Two-Seed-in-the-Spirit Predestinarian Baptists

A unique Baptist group known for its hyper-Calvinistic theology and conservative practices, emphasizing predestination and the division of humanity into two seeds.


The Two-Seed-in-the-Spirit Predestinarian Baptists are a distinct group within the larger Baptist denomination, known for their specific theological stance which is sometimes referred to as Hyper-Calvinism. This doctrine implies a strong emphasis on predestination, teaching that people are either part of the ‘elect’ (seed of God) or the non-elect (seed of the Devil).

Origins and Development

The movement’s origins trace back to Elder Daniel Parker in the early 19th century. After Parker’s death in 1845, the group experienced its first major schism. Central to their belief is the idea of “Two Seeds,” a concept introduced by Parker and later supplemented by works from other leaders like Elder Thomas P. Dudley.

Practices and Beliefs

The group practices baptism by immersion and observes the Lord’s Supper with foot washing. Their services are known for being extremely conservative, rejecting innovations and maintaining traditional forms of worship. One commentator noted that this group was so strictly Calvinistic that they might exclude John Calvin himself from their ranks.
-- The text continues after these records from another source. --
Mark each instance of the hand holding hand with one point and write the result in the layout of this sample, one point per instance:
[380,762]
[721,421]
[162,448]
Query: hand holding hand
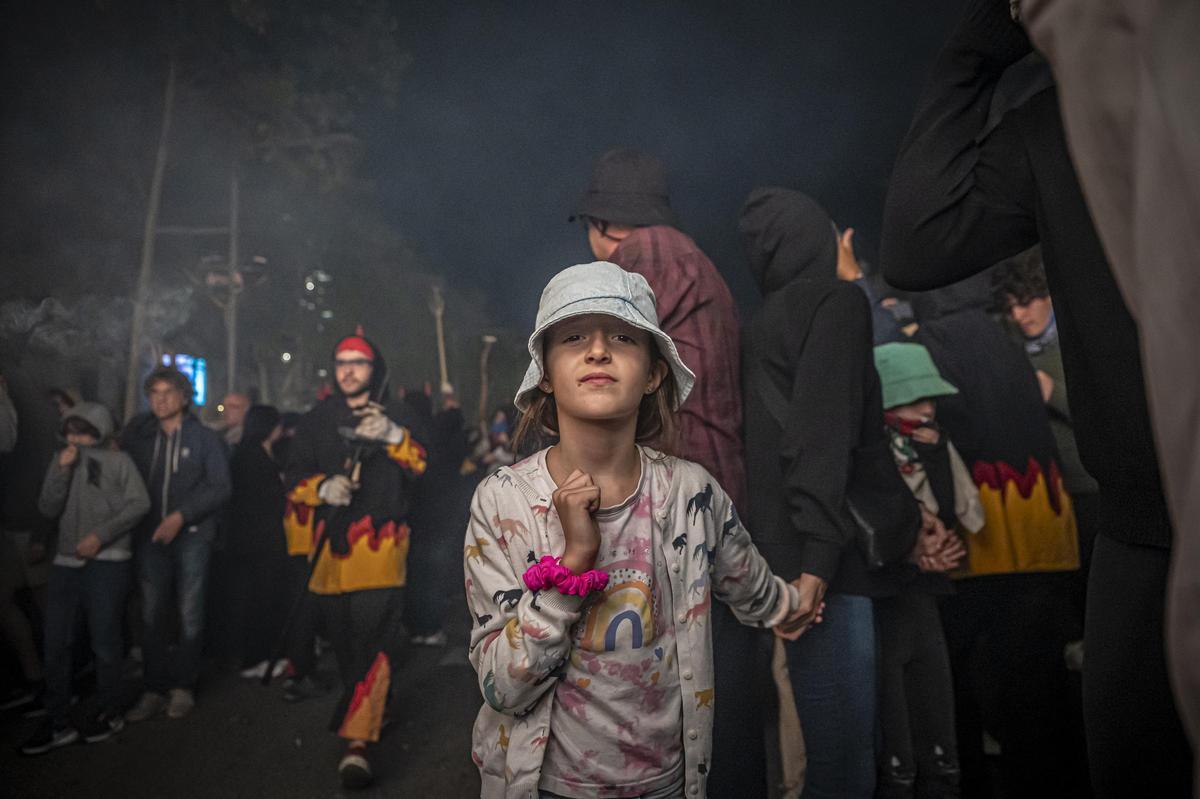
[89,547]
[168,528]
[69,456]
[576,502]
[336,490]
[376,426]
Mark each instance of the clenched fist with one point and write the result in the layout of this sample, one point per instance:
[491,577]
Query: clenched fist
[576,502]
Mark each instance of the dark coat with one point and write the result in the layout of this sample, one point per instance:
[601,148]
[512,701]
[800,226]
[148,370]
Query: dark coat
[813,341]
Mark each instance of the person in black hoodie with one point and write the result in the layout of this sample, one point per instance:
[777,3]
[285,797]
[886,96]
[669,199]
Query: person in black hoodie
[185,470]
[814,427]
[965,196]
[256,542]
[354,463]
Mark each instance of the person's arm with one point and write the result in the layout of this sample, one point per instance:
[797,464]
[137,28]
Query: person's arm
[822,428]
[135,503]
[519,640]
[214,488]
[54,490]
[957,205]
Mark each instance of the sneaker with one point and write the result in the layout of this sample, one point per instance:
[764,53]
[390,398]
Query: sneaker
[180,704]
[255,672]
[49,737]
[101,726]
[304,688]
[355,768]
[149,706]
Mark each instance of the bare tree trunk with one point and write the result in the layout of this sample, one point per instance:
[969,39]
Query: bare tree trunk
[148,242]
[483,376]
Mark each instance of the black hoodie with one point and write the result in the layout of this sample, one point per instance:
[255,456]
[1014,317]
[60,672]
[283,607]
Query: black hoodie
[811,342]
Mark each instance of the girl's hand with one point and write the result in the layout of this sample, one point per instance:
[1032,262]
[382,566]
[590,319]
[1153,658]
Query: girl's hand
[576,502]
[89,547]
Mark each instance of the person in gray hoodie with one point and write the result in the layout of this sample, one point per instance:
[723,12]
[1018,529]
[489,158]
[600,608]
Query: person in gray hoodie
[97,496]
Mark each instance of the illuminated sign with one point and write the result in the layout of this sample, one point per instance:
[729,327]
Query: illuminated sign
[197,371]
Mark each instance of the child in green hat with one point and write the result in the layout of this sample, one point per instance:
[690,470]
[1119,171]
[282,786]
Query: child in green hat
[919,748]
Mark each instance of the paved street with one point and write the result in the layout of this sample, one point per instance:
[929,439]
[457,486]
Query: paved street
[244,740]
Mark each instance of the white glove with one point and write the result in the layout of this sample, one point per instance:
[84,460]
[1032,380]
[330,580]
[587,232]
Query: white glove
[336,490]
[377,427]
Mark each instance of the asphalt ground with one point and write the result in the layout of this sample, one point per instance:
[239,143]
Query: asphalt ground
[244,740]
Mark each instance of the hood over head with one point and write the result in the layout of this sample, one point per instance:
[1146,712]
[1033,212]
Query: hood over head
[363,346]
[787,235]
[95,414]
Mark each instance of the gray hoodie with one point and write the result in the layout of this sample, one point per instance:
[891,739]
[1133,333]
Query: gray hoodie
[101,493]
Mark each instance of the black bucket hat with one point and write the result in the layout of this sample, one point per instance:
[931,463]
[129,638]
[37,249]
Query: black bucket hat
[628,187]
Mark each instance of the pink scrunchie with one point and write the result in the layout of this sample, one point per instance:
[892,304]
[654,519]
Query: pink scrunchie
[549,572]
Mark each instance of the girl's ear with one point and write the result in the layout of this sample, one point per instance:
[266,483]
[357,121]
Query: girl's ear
[658,373]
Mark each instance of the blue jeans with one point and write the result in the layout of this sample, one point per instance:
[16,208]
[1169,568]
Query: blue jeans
[832,668]
[181,565]
[99,588]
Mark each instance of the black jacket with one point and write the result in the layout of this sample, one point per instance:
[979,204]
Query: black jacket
[186,472]
[256,509]
[811,342]
[958,205]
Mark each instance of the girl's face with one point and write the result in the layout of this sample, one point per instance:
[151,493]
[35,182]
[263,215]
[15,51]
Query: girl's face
[599,367]
[917,412]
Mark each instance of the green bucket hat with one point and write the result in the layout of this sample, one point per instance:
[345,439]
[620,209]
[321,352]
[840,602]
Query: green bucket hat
[907,374]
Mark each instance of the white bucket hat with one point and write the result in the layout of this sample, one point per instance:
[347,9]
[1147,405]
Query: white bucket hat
[604,288]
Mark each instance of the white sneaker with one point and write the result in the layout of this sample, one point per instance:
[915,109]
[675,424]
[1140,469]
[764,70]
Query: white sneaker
[256,671]
[180,704]
[149,706]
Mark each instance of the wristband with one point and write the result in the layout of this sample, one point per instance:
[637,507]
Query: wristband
[550,572]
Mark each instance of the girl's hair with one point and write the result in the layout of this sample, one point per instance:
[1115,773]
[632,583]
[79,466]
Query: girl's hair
[79,426]
[658,425]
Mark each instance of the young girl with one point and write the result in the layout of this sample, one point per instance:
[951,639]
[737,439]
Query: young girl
[591,566]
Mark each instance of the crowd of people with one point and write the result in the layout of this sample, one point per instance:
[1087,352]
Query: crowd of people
[964,574]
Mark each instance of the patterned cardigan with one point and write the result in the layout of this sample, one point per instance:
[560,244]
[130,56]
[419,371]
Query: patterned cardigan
[521,640]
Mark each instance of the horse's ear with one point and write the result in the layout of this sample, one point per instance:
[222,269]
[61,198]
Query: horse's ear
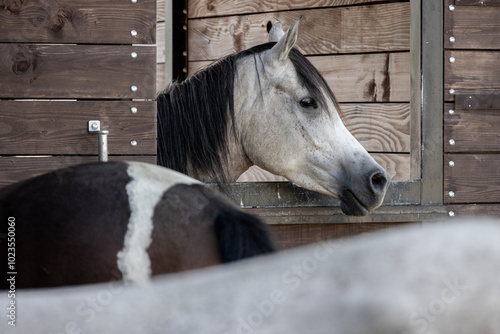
[276,32]
[280,51]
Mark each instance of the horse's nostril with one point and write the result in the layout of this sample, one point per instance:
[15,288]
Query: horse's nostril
[378,181]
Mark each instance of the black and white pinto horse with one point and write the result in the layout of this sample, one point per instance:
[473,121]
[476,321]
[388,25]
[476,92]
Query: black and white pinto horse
[431,279]
[120,220]
[267,106]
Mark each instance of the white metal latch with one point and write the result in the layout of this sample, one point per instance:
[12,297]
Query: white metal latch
[95,126]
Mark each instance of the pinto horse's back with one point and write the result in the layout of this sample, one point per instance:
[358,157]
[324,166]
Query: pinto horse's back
[122,220]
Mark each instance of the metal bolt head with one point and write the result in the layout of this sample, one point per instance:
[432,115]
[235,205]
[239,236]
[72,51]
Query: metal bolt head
[94,126]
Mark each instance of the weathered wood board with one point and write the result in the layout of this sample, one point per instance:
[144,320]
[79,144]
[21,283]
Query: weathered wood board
[61,127]
[471,72]
[290,236]
[78,21]
[472,179]
[472,27]
[16,169]
[471,130]
[383,127]
[202,8]
[77,71]
[323,31]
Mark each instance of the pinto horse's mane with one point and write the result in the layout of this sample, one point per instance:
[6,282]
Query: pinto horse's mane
[193,115]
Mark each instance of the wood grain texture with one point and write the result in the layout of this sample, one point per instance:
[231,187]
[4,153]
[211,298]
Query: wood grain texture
[379,127]
[78,21]
[472,130]
[77,71]
[383,27]
[472,72]
[468,210]
[359,78]
[290,236]
[397,165]
[478,2]
[61,127]
[473,27]
[15,169]
[473,178]
[204,8]
[368,77]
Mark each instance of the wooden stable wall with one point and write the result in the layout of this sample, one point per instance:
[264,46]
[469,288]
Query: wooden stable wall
[362,49]
[63,65]
[472,107]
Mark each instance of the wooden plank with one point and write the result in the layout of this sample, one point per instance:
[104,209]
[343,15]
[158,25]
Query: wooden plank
[471,130]
[473,178]
[477,2]
[397,165]
[472,27]
[478,101]
[359,78]
[328,215]
[290,236]
[468,210]
[384,27]
[77,71]
[285,194]
[383,127]
[368,77]
[200,8]
[78,21]
[431,103]
[472,72]
[15,169]
[60,127]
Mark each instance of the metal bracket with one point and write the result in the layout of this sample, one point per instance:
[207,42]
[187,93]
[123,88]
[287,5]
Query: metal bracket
[95,127]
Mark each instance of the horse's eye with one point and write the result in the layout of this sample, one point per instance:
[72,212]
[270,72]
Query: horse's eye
[308,103]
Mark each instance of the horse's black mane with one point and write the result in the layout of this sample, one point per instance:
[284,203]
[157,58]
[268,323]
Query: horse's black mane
[193,115]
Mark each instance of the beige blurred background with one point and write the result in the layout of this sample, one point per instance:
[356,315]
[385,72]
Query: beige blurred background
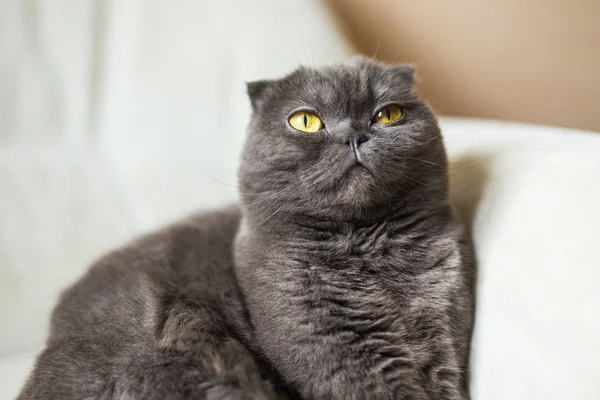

Historical Presence and Decline

In the early 20th century, the group had a notable presence, with several churches across the United States. However, over the years, the number of adherents and churches has significantly declined. By 2003, there were only about four remaining churches of the Two-Seed-in-the-Spirit Predestinarian Baptists, with approximately 80 members. These churches were located in Texas, Indiana, and Tennessee.

Cultural References

The Two-Seed-in-the-Spirit Predestinarian Baptist Church has been noted in American cultural references, including a mention by novelist Kurt Vonnegut Jr. in his novel “God Bless You, Mr. Rosewater.”